Que cherche-t-ils ? notamment avec cette relation France – Algérie, que cherchent les acteurs de l’extrême droite française. Ne sont-ils pas trompés d’époque ? ou c’est de la nostalgie coloniale ?
Avec cette obsession qui s’appelle l’Algérie, qui ne cesse d’accentuer et à créer des fake news etc, alors que leur pays, la France, se débat dans le marasme politique depuis des mois, l’économie est ralentie par l’incertitude, ils ont beaucoup à faire chez eux… « balayer devant votre portes », à chaque interventions 24h sur 24h dans les médias « extrêmes», on entend que « l’Algérie », puis « l’Algérie » que « l’Algérie »… on se rend compte que c’est son fonds de commerce et « l’algérophobie » comme code.

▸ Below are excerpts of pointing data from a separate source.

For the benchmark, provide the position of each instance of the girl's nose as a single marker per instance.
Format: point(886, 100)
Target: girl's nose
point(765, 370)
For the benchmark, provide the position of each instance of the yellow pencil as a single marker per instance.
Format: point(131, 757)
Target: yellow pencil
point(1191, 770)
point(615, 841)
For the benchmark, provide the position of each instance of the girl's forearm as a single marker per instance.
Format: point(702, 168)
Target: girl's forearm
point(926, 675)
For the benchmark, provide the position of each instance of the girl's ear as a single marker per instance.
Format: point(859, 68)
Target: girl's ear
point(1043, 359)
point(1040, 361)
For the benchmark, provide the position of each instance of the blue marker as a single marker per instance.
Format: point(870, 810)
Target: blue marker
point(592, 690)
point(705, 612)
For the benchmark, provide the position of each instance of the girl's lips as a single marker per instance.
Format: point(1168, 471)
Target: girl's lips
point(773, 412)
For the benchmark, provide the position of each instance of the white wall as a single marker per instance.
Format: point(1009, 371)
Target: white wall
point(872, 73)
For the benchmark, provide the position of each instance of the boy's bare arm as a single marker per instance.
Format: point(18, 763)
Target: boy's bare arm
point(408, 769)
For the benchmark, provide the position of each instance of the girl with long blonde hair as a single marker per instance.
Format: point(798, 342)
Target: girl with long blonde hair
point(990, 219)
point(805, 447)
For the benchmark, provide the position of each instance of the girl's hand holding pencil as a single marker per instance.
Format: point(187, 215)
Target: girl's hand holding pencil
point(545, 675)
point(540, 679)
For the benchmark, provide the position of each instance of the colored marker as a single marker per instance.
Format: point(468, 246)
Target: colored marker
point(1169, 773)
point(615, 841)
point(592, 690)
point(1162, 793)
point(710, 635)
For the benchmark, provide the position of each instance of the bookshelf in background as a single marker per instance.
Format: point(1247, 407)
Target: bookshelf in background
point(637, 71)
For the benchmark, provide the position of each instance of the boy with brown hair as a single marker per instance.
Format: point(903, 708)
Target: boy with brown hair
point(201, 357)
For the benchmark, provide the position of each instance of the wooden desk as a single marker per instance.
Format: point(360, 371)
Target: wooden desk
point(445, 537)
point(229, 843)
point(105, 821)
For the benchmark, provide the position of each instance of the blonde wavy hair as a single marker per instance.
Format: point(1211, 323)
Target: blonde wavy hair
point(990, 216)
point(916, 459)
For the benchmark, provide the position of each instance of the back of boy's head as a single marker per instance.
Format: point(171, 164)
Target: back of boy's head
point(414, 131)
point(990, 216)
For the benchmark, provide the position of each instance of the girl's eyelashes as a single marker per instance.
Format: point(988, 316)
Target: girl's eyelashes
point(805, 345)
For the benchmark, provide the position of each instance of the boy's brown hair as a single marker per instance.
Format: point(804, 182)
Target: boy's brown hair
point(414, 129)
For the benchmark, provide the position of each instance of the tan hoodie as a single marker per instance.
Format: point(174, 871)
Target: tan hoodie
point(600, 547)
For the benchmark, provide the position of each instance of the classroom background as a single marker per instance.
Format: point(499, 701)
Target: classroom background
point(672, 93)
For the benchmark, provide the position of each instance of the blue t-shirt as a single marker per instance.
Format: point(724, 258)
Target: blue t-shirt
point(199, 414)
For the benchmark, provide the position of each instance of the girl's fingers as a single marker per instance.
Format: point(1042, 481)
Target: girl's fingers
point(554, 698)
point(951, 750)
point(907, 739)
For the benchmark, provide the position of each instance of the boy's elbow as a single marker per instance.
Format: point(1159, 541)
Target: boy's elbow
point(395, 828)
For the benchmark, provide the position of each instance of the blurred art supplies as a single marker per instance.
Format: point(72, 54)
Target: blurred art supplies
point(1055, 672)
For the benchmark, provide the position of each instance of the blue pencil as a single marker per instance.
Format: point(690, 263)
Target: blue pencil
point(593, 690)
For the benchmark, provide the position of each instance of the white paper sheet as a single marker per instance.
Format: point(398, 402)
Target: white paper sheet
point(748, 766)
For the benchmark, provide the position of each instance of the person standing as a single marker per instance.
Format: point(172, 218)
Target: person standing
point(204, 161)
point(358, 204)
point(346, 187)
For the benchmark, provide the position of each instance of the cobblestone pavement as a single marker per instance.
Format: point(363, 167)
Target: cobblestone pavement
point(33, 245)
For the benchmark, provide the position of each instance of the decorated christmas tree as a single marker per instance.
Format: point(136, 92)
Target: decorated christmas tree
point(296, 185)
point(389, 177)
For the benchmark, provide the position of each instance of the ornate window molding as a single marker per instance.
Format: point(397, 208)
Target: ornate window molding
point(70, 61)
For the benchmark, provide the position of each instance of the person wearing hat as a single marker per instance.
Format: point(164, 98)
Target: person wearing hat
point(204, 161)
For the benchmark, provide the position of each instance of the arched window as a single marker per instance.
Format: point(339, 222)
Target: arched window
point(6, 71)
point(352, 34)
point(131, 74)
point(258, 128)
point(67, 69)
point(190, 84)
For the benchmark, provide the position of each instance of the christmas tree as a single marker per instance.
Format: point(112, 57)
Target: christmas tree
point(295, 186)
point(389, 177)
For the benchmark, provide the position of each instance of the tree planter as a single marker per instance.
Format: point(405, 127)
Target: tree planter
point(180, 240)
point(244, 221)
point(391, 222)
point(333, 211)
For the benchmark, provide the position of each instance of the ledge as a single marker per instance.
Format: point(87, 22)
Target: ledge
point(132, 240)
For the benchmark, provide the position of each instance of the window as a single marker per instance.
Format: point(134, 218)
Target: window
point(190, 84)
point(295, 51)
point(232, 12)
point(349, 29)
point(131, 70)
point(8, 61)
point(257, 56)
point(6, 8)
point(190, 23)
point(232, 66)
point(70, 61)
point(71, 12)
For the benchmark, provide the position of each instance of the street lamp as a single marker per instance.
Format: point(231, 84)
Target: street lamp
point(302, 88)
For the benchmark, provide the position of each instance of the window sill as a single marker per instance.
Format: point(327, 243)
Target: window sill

Prenons exemple du ministre de l’intérieur, chef de file, lui qui été déjà parlementaire avait voté pour une loi sur les bienfaits de la colonisation en 2005, tout est significatif ça dit beaucoup de choses, une colonisation criminelle, génocidaire sans aucun droit de citoyenneté aucun… etc… deviens un bienfait ? mais l’histoire l’a marquée personne ne peut l’ignorer ni la changer.

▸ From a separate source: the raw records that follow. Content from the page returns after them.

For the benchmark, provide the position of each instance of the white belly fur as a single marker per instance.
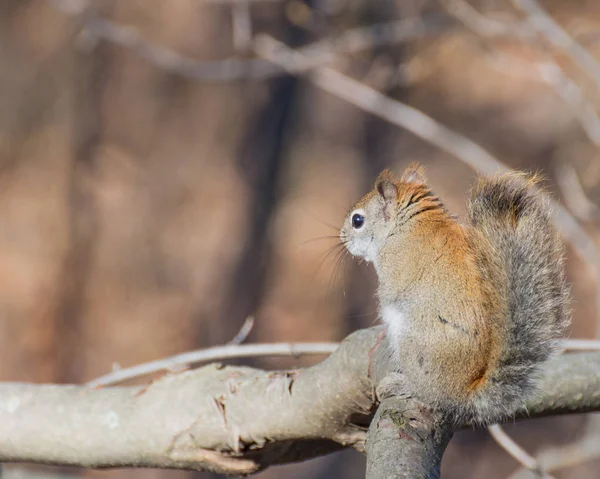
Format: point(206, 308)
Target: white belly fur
point(395, 320)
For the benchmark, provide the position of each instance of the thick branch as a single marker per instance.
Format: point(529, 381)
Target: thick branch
point(238, 420)
point(406, 440)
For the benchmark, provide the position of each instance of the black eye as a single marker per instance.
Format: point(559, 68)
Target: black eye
point(357, 221)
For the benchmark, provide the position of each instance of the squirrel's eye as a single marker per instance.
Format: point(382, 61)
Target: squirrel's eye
point(357, 221)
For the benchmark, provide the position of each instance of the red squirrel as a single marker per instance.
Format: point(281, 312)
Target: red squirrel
point(471, 309)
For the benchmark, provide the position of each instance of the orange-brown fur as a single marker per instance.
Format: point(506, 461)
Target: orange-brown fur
point(447, 285)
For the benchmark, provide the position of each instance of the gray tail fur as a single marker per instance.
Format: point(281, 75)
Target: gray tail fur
point(516, 218)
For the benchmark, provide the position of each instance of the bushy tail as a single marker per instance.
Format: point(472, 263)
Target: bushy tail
point(516, 218)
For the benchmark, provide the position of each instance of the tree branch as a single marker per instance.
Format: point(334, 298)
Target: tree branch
point(239, 420)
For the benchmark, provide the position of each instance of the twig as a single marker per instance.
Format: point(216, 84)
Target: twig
point(573, 194)
point(213, 354)
point(422, 126)
point(234, 69)
point(516, 451)
point(581, 451)
point(548, 71)
point(242, 25)
point(244, 331)
point(238, 420)
point(581, 344)
point(558, 36)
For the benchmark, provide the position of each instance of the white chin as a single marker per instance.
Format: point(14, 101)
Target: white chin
point(360, 252)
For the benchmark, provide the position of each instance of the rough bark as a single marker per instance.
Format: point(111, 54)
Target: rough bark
point(238, 420)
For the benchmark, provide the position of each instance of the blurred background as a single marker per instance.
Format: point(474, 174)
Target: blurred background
point(159, 182)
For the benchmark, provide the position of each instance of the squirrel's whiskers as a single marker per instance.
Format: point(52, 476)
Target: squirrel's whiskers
point(472, 308)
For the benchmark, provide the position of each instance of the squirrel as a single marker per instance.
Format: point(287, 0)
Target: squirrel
point(472, 309)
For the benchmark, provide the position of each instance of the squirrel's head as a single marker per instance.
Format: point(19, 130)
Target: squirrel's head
point(377, 214)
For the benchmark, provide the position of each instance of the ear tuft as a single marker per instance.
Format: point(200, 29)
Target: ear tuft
point(414, 173)
point(386, 186)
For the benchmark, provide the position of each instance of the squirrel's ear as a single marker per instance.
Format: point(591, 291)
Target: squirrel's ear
point(414, 173)
point(386, 185)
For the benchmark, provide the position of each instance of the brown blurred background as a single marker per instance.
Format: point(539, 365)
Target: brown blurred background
point(145, 212)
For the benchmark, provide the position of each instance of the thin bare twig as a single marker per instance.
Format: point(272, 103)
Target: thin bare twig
point(244, 331)
point(242, 26)
point(547, 71)
point(581, 344)
point(422, 126)
point(319, 53)
point(516, 451)
point(213, 354)
point(585, 449)
point(541, 21)
point(573, 194)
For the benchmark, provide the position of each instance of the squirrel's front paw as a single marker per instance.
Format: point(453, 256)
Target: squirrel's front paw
point(394, 384)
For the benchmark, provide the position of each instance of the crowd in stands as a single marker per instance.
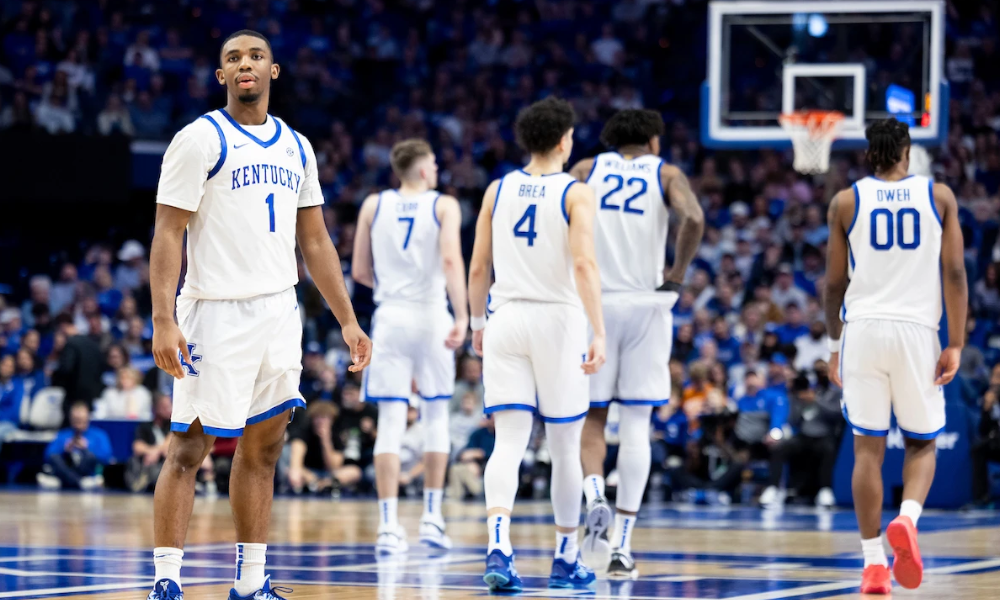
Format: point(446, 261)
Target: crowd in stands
point(751, 390)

Ses sorties médiatiques « extrémistes » commencent à fatiguer tout le monde même les français eux même, qui savent que l’Algérie a eu son indépendance par la guerre, par la résistance, est un pays libre souverain, ce grand pays Algérie, qui juste après son indépendance deviens la Mecque des révolutionnaires et symbole de soutien inébranlable aux causes justes.

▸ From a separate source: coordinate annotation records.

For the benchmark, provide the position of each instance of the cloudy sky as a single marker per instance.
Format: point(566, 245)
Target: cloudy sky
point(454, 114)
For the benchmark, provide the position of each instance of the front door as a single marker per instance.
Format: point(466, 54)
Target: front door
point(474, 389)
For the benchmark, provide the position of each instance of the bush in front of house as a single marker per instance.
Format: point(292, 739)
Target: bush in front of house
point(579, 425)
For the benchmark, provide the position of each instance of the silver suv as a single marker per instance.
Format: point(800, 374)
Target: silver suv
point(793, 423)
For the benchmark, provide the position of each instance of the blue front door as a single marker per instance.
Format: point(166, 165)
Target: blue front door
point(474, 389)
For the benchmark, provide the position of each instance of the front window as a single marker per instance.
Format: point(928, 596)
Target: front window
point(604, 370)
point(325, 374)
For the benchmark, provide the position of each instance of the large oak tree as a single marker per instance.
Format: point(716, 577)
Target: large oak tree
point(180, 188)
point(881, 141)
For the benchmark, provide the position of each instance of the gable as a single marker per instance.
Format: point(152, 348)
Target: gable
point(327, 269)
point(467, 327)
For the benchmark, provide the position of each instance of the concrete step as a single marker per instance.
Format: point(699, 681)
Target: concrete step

Apparemment c’est cette Algérie nouvelle, qui dérange, cette Algérie new-look de l’après hirak authentique béni, qui a réussi, au cours de ses dernières années, sous la conduite du Président de la République, M. Abdelmadjid Tebboune, à mener à bien une expérience démocratique et de développement pionnière à partir d’une transition politique harmonieuse conforme aux principes constitutionnels et à la volonté populaire et d’une relance économique basée sur la valorisation des capacités nationales et la libération des initiatives et des énergies de la jeunesse.
Avec sa diaspora qui joue un grand rôle dans multiples secteurs, notamment économique, peut devenir un levier dans les relations bilatérales, car la politique menée aujourd’hui par « l’Etat souverain » permet d’aller dans cette direction et faire barrage à ses « parasites politiques».
Enfin, l’Algérie a repris sa place, sa voix est audible et son peuple est souverain, elle, elle avance au moment où eux «hurlent » dans le vide.